In this study, we purposefully selected mass regions above 2000 m/z to avoid problems associated with measurement of small molecule metabolic variation. We examined a mass region (2000–17,000 m/z) to ensure the analysis of fluctuations in proteins and peptides which provide a better indication of the embryo’s functional biology and also fall within the optimal analytical performance of the MALDI ToF MS instrument. As such, the particular signatures of these molecules better indicate the quality of an embryo with respect to its likelihood of implanting and continuing as a viable pregnancy. In the complex analysis, this is not only an increase but also a decrease in biomolecules identified in the spectra (Fig. 2). Therefore, indicating that embryo viability is not necessarily about what is produced, but also what is being utilized. Thus, consumption of culture media components and secretion of metabolites and cytokines are tightly regulated. Monitoring this relations in combination (a spectral pattern) better reflect the complex molecular interactions which are taking place at this time in development, than single biomarker monitoring. Other proteomic approaches have attempted to identify and quantify specific proteins which are either raised or reduced in embryos and have developed a hierarchic classification of embryos on which to base selection [14]. This will limit the tests clinical efficacy.

The data presented here indicates that it would be possible to improve the selection of embryos for embryo transfer from which are more likely to develop into an ongoing pregnancy using MALDI ToF spectral analysis of spent embryo culture fluid .

In reality, 100% specificity is never going to be possible with an embryo selection test given that positive pregnancy is not only dependent on the quality of an embryo but also uterine receptivity during the implantation process. Implantation and the ability to maintain that implanted embryo are both complex and dynamic [25]. In this study, at least two of the women included in the analysis had recognizable and documented uterine problems (fibroids, adenomyosis, unicornate uterus), both of which repeatedly scored highly in our test but never achieved pregnancy.

Conclusion

Despite much hype and expense, preimplantation genetic screening for chromosomal abnormalities has not improved the success rate of in vitro fertilization. Choosing which fertilized embryo to transfer to the womb and grading them on the basis of biological markers is the one remaining grand challenge in assisted reproduction.

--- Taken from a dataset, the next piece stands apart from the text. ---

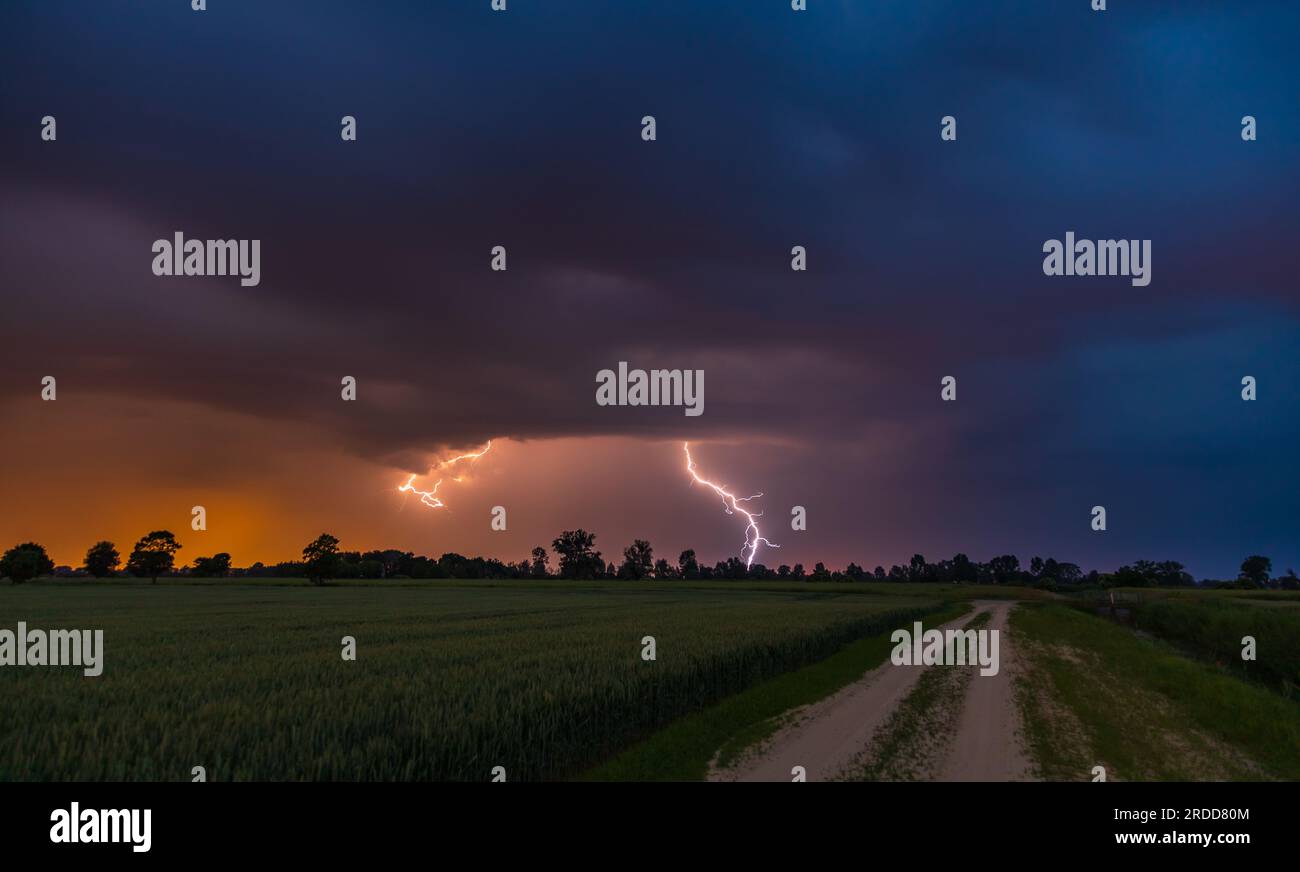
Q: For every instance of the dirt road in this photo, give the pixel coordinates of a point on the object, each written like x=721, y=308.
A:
x=826, y=738
x=987, y=746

We have developed a simple and direct method which takes less than 20 min to analyze spent culture fluid from blastocysts, at the point of embryo transfer, which can quickly identify embryos with the best chance of achieving ongoing pregnancy. Implementation of culture media analysis, using rapid and affordable methods like this, could form part of the standard preparation of embryos in culture prior to transfer, dramatically improve single embryo selection and ultimately increase the number of live births in assisted reproduction.